Dave Farley氏、Jez Humble氏、Nicole Forsgren博士など、CDツールやCDプロセスについての考え方を変えた立役者たちは、まだ生まれてもいなかったのです。ソフトウェア開発の実践は、開発中の技術であり、その後、コンパイラーやトランスパイラー(トランスコンパイラー)など、当時流行していたあらゆる技術が生み出されました。少なくとも、ビルドツールの初期バージョンのようなものはありました。

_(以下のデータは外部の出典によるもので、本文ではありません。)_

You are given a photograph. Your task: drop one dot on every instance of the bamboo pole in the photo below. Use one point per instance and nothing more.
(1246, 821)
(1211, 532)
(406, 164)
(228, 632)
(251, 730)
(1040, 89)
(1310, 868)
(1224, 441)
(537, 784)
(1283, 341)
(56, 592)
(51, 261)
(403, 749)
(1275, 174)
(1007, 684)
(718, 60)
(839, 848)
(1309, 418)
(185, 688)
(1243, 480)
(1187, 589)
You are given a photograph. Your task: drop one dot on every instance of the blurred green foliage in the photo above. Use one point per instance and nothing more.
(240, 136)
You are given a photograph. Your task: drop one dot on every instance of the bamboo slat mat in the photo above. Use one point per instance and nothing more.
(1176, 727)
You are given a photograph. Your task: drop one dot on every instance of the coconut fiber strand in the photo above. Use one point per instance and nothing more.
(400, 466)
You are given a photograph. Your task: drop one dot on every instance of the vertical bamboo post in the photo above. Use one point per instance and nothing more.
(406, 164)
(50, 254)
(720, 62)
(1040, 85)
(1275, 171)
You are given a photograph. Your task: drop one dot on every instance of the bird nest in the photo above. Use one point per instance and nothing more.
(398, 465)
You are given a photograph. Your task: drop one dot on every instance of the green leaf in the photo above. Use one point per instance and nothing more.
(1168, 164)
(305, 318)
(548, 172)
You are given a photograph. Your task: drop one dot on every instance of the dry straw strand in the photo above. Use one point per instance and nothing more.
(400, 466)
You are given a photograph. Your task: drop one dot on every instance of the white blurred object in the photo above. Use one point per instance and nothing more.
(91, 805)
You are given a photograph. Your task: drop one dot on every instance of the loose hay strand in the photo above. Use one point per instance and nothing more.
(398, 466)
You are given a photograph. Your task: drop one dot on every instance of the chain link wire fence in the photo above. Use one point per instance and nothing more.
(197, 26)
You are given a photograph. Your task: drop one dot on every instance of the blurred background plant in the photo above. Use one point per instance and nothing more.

しかし、その後、新しいものがタイムライン上に転がり込んできました。バージョン管理は開発環境において、おそらく最高の新機能だったでしょう。開発環境において、バージョン管理はおそらく最高の新機能だったでしょう。Googleによると、継続的インテグレーションは、ソフトウェア開発における2番目のカテゴリーとして、1990年代に一定の成熟度に達したといいます。アプリケーションはあらゆる組織の最優先事項となり、オープンソースは爆発的に普及し、ビルドサーバーは極めて厄介なものになりつつあったのです。そのため、私たちは、ソフトウェア開発プロセスを強化し、以前の手作業によるプロセスを継続的に自動化するために、最新かつ成熟したCIを導入しました。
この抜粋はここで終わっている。